Dilvanir José da Costa, Professor e doutor em direito civil (UFMG) Merecem destaque, no texto constitucional e seu regulamento no Código Civil, o conceito, os requisitos e efeitos da união estável e seu cotejo com o casamento, o concubinato e a união homossexual. Quanto à forma, o casamento é formal: além do consentimento manifestado perante o juiz, representante do Estado, e da proclamação daquele, deve o mesmo ser inscrito no registro público. A união estável admite todas as formas de constituição tendentes a demonstrar seus requisitos, desde fatos e circunstâncias até o contrato verbal ou escrito, particular ou público, inclusive o casamento religioso sem efeitos civis. Quanto à prova, a Certidão do Registro Civil faz prova plena e imediata do casamento civil, do casamento religioso inscrito no registro público e da união estável convertida em casamento e inscrita naquele registro. Já a união estável sem conversão, se contestada, sua existência dependerá de prova em ação própria e sentença, ainda que resulte de escritura pública. O Superior Tribunal de Justiça (STJ) admitiu essa prova em instrução sumária, na ação cautelar de alimentos provisionais (REsp. 186.013-SP, 4ª T, unânime, RT 825/178).
São requisitos da união estável: a) a união entre o homem e a mulher (entre dois homens ou duas mulheres poderá existir contrato de trabalho, prestação de serviço, empreitada, sociedade de fato ou de direito, com efeitos obrigacionais ou patrimoniais apenas, sem direito a alimentos e herança, salvo por contrato ou testamento); b) convivência pública, contínua e duradoura, estabelecida com o objetivo de constituir família, independentemente de prazo definido ou limitado em lei. Não o será se com objetivo outro, como trabalho subordinado, serviço autônomo ou sociedade. Na união estável ocorrem os impedimentos do casamento, pelas mesmas razões éticas e eugênicas. Não obstante, embora casados, os separados de fato ou de direito podem constituir união estável. Isso demonstra que o próprio casamento pode decair de seu status legal, se lhe faltar o requisito da convivência ou espírito de casado. Não se constitui união estável em concorrência com o casamento sem separação de fato ou de direito. Meras causas suspensivas (artigo 1.523) não impedirão a união estável.
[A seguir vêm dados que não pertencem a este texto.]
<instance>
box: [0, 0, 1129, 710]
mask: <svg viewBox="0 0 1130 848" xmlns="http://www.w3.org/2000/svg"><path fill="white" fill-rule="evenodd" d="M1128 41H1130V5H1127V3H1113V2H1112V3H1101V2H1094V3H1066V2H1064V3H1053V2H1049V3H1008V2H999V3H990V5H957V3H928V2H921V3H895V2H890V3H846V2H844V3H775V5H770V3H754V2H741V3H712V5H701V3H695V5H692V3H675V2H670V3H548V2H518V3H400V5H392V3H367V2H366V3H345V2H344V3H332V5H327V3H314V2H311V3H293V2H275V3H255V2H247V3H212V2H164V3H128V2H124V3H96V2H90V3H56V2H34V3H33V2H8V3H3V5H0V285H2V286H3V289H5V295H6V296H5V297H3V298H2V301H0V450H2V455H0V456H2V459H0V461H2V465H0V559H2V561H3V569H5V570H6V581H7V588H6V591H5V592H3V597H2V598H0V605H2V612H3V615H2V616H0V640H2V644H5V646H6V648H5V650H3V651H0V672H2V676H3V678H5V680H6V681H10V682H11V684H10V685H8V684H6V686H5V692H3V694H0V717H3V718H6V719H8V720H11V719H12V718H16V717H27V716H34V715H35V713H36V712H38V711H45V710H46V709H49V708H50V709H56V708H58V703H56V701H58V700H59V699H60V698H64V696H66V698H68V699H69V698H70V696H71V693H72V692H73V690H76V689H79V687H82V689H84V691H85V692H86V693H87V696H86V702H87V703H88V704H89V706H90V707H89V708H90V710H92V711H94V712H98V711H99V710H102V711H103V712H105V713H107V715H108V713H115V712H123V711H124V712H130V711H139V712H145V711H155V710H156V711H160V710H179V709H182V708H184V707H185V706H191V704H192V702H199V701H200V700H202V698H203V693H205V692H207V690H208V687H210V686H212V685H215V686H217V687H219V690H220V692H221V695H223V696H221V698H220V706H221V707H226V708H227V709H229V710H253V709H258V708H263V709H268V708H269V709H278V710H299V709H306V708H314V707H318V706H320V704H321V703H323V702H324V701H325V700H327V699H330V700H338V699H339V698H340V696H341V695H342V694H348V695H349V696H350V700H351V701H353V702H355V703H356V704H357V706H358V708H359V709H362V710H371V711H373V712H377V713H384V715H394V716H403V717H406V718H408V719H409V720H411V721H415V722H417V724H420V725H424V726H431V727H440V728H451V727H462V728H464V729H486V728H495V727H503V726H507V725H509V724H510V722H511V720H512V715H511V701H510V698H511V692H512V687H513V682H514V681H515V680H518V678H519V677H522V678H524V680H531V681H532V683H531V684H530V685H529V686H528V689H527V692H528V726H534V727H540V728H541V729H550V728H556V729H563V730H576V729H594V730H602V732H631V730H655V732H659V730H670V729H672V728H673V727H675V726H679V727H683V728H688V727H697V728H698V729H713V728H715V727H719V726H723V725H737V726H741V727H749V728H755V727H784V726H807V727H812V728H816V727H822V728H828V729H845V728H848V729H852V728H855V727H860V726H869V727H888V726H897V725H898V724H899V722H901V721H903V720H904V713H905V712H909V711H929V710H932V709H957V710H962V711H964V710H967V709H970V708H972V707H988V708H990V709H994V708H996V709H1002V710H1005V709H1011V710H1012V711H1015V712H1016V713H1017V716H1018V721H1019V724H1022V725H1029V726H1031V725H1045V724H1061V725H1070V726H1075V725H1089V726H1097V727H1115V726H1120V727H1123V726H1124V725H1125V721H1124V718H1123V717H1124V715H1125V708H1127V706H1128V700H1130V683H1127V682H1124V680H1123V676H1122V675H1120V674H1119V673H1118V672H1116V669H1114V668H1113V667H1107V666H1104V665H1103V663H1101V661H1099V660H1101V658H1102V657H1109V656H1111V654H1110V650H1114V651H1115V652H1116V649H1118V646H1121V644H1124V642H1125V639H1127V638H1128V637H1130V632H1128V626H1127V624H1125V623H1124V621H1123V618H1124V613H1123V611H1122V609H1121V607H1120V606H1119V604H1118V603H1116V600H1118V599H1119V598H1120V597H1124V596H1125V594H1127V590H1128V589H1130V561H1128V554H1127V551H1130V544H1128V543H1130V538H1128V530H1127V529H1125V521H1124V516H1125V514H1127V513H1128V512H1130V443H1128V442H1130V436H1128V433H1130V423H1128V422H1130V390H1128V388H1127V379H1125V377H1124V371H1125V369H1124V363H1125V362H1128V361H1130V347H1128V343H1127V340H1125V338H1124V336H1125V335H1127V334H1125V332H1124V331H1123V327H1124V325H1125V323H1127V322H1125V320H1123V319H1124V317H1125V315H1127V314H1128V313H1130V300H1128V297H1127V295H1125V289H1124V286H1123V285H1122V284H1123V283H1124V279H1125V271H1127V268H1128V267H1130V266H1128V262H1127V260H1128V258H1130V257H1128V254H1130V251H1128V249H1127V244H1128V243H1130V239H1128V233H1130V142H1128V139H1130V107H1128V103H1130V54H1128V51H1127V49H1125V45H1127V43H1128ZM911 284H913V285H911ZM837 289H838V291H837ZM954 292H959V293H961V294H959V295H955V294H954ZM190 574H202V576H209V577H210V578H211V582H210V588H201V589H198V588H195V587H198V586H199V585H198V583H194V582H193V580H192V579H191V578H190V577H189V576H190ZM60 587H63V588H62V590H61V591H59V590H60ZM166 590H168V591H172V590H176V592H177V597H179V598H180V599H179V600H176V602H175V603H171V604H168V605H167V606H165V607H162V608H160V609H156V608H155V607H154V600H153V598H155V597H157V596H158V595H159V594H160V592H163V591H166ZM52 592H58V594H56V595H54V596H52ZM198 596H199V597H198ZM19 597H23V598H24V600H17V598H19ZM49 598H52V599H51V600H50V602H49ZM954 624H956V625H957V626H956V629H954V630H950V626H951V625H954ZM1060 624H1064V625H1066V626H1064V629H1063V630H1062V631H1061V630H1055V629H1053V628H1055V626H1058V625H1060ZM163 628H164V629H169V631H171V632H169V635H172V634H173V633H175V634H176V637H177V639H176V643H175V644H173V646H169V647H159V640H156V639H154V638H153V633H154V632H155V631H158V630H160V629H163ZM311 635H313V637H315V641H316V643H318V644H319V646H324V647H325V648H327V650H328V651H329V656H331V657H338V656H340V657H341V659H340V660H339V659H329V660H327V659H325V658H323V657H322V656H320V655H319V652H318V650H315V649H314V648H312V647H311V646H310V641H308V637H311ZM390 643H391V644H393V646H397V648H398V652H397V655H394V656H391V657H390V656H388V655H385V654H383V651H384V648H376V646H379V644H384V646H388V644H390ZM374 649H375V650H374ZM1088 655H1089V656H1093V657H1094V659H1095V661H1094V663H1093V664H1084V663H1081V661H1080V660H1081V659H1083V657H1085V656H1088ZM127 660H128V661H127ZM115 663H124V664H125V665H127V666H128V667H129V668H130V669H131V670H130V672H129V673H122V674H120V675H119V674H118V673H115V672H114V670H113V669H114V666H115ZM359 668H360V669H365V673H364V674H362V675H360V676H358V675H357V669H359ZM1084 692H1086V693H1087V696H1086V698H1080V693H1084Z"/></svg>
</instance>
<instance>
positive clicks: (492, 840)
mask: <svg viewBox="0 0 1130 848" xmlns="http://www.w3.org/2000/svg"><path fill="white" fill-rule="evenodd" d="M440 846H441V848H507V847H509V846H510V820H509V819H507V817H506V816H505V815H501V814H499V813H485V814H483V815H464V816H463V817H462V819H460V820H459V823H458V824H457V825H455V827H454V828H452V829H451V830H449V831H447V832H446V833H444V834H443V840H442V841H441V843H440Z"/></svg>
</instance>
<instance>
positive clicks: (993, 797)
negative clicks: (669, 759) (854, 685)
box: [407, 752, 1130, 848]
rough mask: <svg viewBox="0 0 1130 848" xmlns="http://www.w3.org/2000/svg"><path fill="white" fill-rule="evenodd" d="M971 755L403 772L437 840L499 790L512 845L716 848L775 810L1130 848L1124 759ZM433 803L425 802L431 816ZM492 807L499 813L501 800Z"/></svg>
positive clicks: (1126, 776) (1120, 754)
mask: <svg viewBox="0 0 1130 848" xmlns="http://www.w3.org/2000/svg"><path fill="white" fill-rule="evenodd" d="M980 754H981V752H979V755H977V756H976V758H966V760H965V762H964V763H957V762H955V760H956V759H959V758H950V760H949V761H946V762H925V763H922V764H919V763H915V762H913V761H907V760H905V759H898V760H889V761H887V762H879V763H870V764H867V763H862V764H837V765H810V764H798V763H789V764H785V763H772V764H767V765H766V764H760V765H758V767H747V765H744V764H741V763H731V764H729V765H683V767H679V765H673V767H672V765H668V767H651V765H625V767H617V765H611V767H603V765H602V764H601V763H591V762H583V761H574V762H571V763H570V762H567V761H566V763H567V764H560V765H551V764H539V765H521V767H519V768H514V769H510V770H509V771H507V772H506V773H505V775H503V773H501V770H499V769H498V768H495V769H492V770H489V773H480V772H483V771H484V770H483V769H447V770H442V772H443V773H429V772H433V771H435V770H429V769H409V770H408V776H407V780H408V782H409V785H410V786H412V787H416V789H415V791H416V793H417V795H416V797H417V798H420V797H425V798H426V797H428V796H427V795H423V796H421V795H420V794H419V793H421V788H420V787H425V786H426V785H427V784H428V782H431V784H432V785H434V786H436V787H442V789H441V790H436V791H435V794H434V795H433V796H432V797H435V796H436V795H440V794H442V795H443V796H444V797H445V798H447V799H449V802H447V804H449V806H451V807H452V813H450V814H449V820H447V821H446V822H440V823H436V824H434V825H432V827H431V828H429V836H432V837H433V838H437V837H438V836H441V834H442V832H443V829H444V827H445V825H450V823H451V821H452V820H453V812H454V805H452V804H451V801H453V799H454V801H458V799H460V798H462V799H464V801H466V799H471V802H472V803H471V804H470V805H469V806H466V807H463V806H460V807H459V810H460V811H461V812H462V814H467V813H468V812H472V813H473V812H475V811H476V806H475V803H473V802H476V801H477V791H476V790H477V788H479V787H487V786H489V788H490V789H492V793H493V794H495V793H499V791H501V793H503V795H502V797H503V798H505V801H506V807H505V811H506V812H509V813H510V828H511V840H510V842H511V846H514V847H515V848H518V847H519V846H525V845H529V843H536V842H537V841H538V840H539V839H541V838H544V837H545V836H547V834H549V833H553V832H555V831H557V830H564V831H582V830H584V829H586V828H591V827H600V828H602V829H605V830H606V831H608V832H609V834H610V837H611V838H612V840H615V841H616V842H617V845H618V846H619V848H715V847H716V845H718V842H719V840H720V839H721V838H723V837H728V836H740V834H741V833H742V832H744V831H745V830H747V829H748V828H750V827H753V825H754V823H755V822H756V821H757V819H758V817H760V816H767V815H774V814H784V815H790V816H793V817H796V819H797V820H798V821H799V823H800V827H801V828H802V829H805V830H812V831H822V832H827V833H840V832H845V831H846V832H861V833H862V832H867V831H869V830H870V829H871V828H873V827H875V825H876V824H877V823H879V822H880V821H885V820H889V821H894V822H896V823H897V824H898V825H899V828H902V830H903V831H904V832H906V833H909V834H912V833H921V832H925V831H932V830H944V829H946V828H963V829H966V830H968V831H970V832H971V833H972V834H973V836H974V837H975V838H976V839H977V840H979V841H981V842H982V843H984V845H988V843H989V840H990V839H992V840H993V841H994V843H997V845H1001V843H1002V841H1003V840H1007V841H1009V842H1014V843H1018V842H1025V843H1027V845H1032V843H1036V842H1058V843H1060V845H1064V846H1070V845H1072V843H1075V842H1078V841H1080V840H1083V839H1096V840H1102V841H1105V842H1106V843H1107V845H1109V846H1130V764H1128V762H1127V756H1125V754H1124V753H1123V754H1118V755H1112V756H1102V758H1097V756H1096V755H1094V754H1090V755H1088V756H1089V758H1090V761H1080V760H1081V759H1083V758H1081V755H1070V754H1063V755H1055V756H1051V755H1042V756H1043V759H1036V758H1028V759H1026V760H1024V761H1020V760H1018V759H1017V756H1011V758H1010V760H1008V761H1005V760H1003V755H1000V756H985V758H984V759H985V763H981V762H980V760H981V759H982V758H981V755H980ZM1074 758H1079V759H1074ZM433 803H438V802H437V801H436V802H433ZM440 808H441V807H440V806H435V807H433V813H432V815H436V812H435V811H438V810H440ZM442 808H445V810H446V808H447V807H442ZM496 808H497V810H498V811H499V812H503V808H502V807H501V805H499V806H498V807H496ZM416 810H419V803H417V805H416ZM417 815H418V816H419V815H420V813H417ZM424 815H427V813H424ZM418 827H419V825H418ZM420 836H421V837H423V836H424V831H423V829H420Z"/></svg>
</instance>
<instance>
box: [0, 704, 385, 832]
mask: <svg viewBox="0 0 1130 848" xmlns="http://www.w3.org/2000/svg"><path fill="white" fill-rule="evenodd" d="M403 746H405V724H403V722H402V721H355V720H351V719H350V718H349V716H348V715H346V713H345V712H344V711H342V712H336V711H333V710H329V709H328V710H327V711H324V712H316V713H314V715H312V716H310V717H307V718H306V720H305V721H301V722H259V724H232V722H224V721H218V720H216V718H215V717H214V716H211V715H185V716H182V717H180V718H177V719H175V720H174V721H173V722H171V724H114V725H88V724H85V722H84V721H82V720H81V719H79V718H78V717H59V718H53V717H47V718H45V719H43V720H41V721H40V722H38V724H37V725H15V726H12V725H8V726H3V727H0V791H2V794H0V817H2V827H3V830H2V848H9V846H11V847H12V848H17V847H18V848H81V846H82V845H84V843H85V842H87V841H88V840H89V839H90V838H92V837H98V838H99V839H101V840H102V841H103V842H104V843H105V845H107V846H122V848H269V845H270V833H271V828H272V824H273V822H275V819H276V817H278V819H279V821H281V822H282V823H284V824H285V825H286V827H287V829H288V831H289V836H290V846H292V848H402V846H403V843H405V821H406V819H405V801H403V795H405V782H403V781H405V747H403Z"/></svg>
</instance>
Quanto aos efeitos, além do respeito e assistência moral, os companheiros estão sujeitos aos deveres máximos dos cônjuges no casamento, sobretudo a fidelidade e os alimentos. Sua infração enseja as ações cabíveis, inclusive para a dissolução da união estável, por iniciativa do companheiro inocente. Quanto a herança, os companheiros sofrem as restrições do artigo 1.790 do Código Civil: “A companheira ou o companheiro participará da sucessão do outro, quanto aos bens adquiridos onerosamente na vigência da união estável, nas condições seguintes…” (Grifamos). Os bens adquiridos onerosamente na vigência da união estável são, em regra, comuns, por efeito da sociedade e em razão do regime legal da comunhão parcial entre os companheiros (artigo 1.725). Outro é o direito de herança, que, segundo o artigo 1.790, incide sobre a meação do companheiro morto, nos bens adquiridos onerosamente na vigência da união estável. Tudo a depender ainda da existência de outro regime escrito de bens entre os companheiros. Pode até ocorrer que esses bens sejam produto de sub-rogação de bens exclusivos de um deles, pelo que não incidiria o direito de herança do outro. Podem ainda contratar, por escrito, o regime da comunhão universal ou da separação total. Faltando a convenção escrita, vigora a comunhão parcial ou dos aquestos (artigo 1.725).
A conversão da união estável em casamento exige três requisitos: a) ausência de impedimentos legais; b) pedido dos companheiros ao juiz de casamentos; c) assento no registro civil. Assim, surge o casamento formal, de prova plena e com todos os efeitos legais (1.726), inclusive o mesmo direito de herança atribuído aos cônjuges. As relações sexuais estáveis ou contínuas, ainda que exclusivas, entre o homem e a mulher impedidos de casar, constituem concubinato (1.727). Logo, não caracterizam união estável. Só geram efeitos patrimoniais e obrigacionais a serem comprovados, sem amparo do direito de família e das sucessões. O mesmo ocorre com as uniões entre pessoas do mesmo sexo. Alimentos e herança entre os mesmos dependem de convenção ou testamento. As leis restritivas de direitos não comportam aplicação extensiva ou analógica, tanto mais quando as restrições têm suporte nos bons costumes, amparados pelo artigo 17, parte final, da Lei de Introdução ao Código Civil. Essas uniões ainda chocam e até provocam gracejo e repulsa na própria família e no círculo social. A união estável há de ser entre o homem e a mulher (CF, artigo 226, parágrafo 3º). Seu caráter constitucional e de ordem pública não admite interpretação extensiva e muito menos aplicação analógica.